- Tamim Bayoumi, Guy Meredith, and Bijan Aghevli
- Published Date:
- June 1998
Koichi Hamada focused his discussion on the degree to which the research paper took account of intertemporal factors. He noted that modern analysis of the current account looked on it as an intertemporal phenomenon. While he acknowledged that the paper formally took such intertemporal issues into account by its inclusion of the real interest rate, he continued to have the feeling that the analytic framework was somewhat static. To his taste, the analysis seemed to be somewhat old-fashioned—more like the undergraduate textbook of Dornbusch and Fischer than the more advanced analysis in Blanchard and Fischer. The dynamics, if any, in the model were unstructured. The analysis must be clear on whether the path is a long-run intertemporal consumption choice or a short-run adjustment path with sticky prices, as in the Dornbusch overshooting model. To illustrate his concerns, Hamada mentioned that the simulations using alternative fiscal policies should depend on the assumed degree of Ricardian equivalence. For example, in the extreme case of complete Ricardian equivalence, tax policies would not matter for the results. He would also have preferred to have seen more time-series econometric work, and more discussion of the role of Balassa-Samuelson effects (i.e., the behavior of relative productivities across sectors and countries), both for past and future projections. Finally, he wondered what was the significance of long-range projections and what the implications of the analysis were for exchange rate policies.
Kazuo Ueda noted that the research paper for the session was broad-ranging, involving discussions of stylized facts, the manner in which the IMF’s World Economic Outlook forecasts are constructed, and at least two approaches to the equilibrium exchange rate—one using a reduced form and the other a large econometric model. His own discussion would focus upon the results from the model. He had several concerns about the analysis, mainly related to the dynamic properties of MULTIMOD, the econometric model used in the simulations. The first concern was that the results were clearly dependent upon the policy reaction functions incorporated in the model, and, in particular, given that the model incorporated sticky prices, they depended upon the monetary policy responses that were being assumed. There was also the issue of whether private sector behavior was more forward-looking than was assumed in the model. This was a particular concern, in his view, in the case of private consumption, which was often modeled in a more static manner than it appeared to actually exhibit, Ueda also noted that the analysis assumed a continuation into the future of the trend appreciation of the yen, due to Balassa-Samuelson effects. Given that the yen was significantly above the level implied by purchasing power parity, however, it was equally reasonable to expect that this trend appreciation would be reversed at some point in the future. Ueda also wondered if the issue of the equilibrium value of the yen could not be approached in a simpler fashion. In particular, given that relative export prices showed no trend over the long term, he wondered if the theory of purchasing power parity could not be applied to this variable. Finally, on the issue of the failure of uncovered interest parity to hold over the past, he noted that recent survey evidence implied that it may have been due to a risk premium.

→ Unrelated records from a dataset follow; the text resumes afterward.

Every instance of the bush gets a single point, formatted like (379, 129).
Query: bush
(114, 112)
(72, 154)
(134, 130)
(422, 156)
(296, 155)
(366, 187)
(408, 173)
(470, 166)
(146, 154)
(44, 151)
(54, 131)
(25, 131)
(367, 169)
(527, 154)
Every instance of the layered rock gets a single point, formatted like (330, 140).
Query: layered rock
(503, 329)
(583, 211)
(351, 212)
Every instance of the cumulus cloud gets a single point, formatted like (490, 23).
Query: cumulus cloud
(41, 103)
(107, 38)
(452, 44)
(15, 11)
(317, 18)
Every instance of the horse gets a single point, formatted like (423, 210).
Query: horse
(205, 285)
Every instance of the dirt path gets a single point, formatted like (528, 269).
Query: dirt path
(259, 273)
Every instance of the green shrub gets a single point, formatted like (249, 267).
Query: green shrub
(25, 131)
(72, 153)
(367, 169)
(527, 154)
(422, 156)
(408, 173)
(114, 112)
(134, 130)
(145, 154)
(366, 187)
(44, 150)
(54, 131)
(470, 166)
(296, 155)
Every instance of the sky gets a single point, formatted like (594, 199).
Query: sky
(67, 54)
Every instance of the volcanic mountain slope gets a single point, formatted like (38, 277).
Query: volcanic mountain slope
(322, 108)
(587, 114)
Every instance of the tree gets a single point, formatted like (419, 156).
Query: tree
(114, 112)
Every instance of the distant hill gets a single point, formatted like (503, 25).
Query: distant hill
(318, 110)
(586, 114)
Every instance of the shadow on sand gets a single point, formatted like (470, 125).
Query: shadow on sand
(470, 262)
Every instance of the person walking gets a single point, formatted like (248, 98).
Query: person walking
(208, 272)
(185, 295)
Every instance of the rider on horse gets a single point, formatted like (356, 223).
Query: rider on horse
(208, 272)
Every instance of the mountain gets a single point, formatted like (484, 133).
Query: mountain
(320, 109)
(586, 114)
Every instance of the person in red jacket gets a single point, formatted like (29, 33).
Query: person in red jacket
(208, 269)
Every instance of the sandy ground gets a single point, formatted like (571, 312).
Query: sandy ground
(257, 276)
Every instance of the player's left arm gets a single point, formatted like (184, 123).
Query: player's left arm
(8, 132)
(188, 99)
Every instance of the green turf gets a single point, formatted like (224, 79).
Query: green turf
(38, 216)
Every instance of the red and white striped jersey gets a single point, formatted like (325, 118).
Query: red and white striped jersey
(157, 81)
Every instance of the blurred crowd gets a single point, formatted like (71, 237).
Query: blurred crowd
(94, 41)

Several participants contributed to the general discussion. Joseph Gagnon pointed to recent work linking trends in real exchange rates to movements in net foreign asset positions, and noted that this would imply a continued appreciation of the yen, regardless of Balassa-Samuelson effects. Masahiro Kawai was surprised that the paper made no mention of the work of John Williamson, who had championed the macroeconomic balance approach (which formed the basis for the analysis) over an extended period. Ralph Bryant agreed that the approach had much in common with that taken by John Williamson, but noted that the current paper included several important new insights. In particular, the framework emphasized that government policies were endogenous to the results, and hence that any given assessment of the exchange rate had to be predicated on a particular set of assumptions about future policies. Given this, he felt that more discussion could have been devoted to the monetary and fiscal reaction functions used in the analysis.

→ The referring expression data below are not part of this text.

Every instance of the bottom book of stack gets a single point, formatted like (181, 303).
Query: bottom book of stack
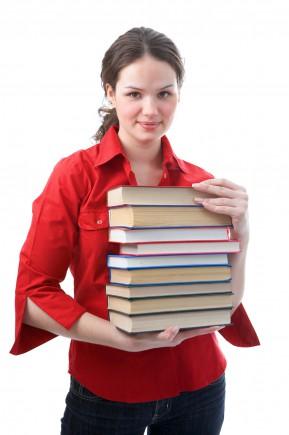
(134, 309)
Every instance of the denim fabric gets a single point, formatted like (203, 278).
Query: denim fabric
(199, 412)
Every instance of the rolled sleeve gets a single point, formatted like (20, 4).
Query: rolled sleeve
(241, 332)
(46, 256)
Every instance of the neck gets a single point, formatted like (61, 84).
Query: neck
(145, 154)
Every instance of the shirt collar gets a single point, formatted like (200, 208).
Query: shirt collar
(110, 146)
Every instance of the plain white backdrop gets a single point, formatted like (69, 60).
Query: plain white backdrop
(232, 120)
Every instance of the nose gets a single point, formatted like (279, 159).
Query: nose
(150, 106)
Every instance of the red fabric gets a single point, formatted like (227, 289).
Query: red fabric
(69, 229)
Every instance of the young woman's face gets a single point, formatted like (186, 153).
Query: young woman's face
(145, 99)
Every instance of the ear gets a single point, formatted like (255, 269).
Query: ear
(109, 92)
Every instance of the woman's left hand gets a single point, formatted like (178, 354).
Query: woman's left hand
(231, 200)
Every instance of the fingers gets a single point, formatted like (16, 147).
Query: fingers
(229, 206)
(214, 182)
(169, 333)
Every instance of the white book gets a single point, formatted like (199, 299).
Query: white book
(127, 262)
(124, 235)
(227, 246)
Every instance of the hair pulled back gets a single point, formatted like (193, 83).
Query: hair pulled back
(127, 48)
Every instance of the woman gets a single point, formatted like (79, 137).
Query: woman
(171, 381)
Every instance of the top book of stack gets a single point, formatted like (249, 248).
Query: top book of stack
(141, 206)
(154, 195)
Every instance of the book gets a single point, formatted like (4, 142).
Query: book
(168, 248)
(162, 275)
(169, 289)
(124, 235)
(168, 304)
(158, 195)
(158, 322)
(128, 262)
(138, 216)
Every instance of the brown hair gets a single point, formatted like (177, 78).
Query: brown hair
(127, 48)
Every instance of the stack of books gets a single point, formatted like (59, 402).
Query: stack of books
(172, 267)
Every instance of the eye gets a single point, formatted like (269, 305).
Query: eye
(133, 94)
(164, 92)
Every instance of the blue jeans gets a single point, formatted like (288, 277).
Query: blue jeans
(199, 412)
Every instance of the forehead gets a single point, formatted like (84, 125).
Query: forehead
(147, 70)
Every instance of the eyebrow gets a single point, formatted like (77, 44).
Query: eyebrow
(139, 89)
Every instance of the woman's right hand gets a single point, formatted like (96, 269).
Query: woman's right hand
(170, 337)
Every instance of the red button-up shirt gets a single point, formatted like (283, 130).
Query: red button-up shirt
(69, 229)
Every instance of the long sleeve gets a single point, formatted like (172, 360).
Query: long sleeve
(47, 252)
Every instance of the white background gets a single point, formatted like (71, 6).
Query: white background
(232, 121)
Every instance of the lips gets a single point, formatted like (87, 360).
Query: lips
(148, 123)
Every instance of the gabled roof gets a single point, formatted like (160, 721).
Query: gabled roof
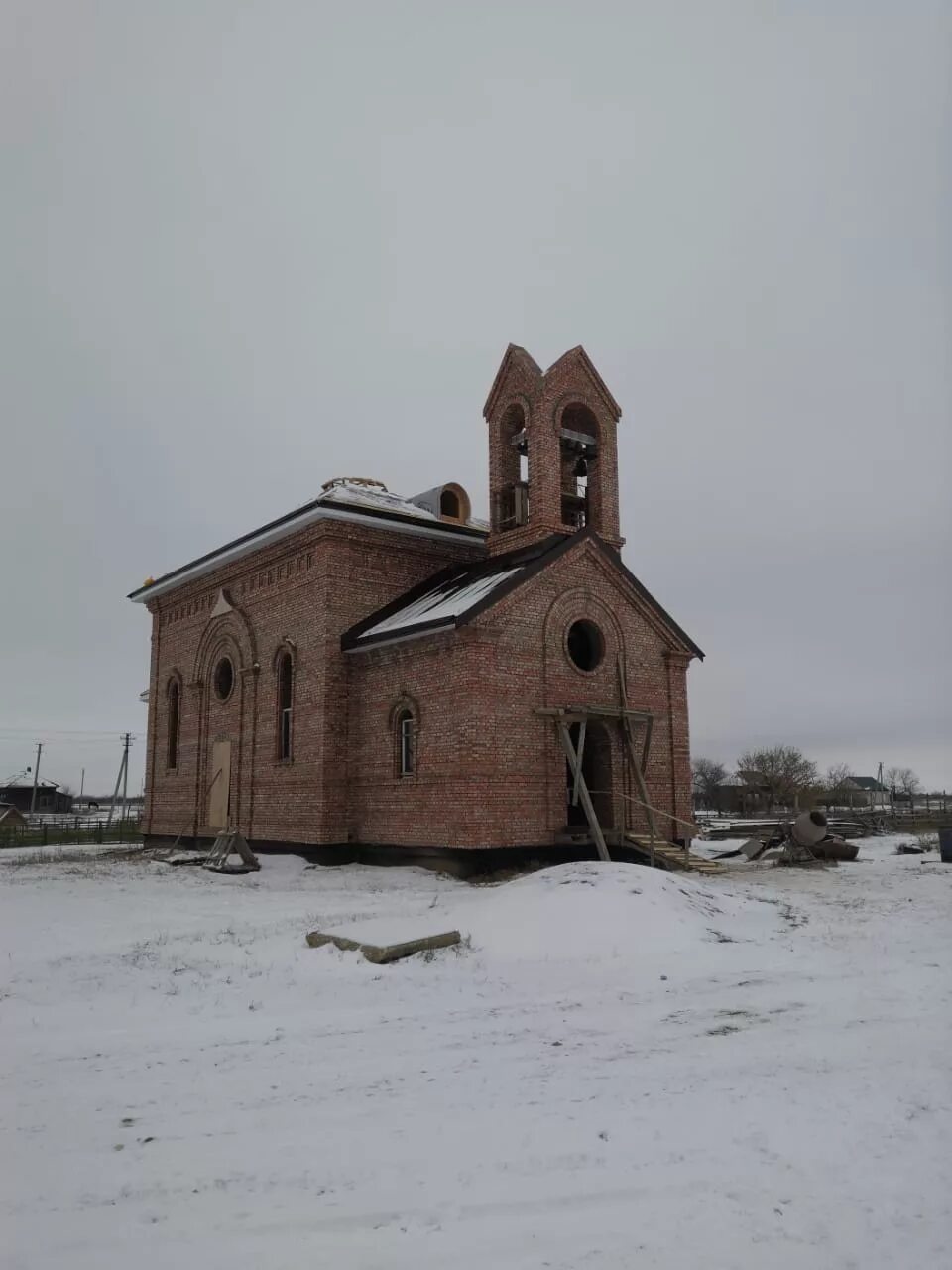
(520, 365)
(344, 502)
(457, 594)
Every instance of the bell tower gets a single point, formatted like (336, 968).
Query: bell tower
(552, 453)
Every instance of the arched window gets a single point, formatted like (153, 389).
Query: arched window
(405, 742)
(579, 454)
(286, 688)
(175, 714)
(511, 506)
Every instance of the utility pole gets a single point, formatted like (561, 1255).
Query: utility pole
(123, 763)
(126, 743)
(36, 778)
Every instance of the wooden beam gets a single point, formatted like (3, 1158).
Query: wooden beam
(583, 725)
(633, 757)
(583, 793)
(575, 714)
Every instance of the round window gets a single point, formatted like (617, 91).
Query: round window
(585, 645)
(223, 679)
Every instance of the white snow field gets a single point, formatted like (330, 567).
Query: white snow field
(622, 1069)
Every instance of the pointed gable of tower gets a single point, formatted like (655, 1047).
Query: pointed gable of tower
(552, 451)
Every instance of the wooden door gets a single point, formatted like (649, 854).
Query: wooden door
(220, 790)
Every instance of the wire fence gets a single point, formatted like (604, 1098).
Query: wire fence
(68, 830)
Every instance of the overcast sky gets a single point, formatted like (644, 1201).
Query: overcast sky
(250, 246)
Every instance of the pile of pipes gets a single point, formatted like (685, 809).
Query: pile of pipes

In addition, this also made it important to understand the assumptions being made about private sector responses to such policies more fully, such as the level of Ricardian equivalence and the existence of a risk premium in the uncovered interest parity relationship. He and Steven Symansky both felt strongly, however, that MULTIMOD did include most of the dynamic mechanisms discussed in the literature, and hence felt that the analysis was sufficiently intertemporal. Finally, Masaru Yoshitomi emphasized the increasing role of services in overall trade, which could make future projections of the trade balance particularly difficult.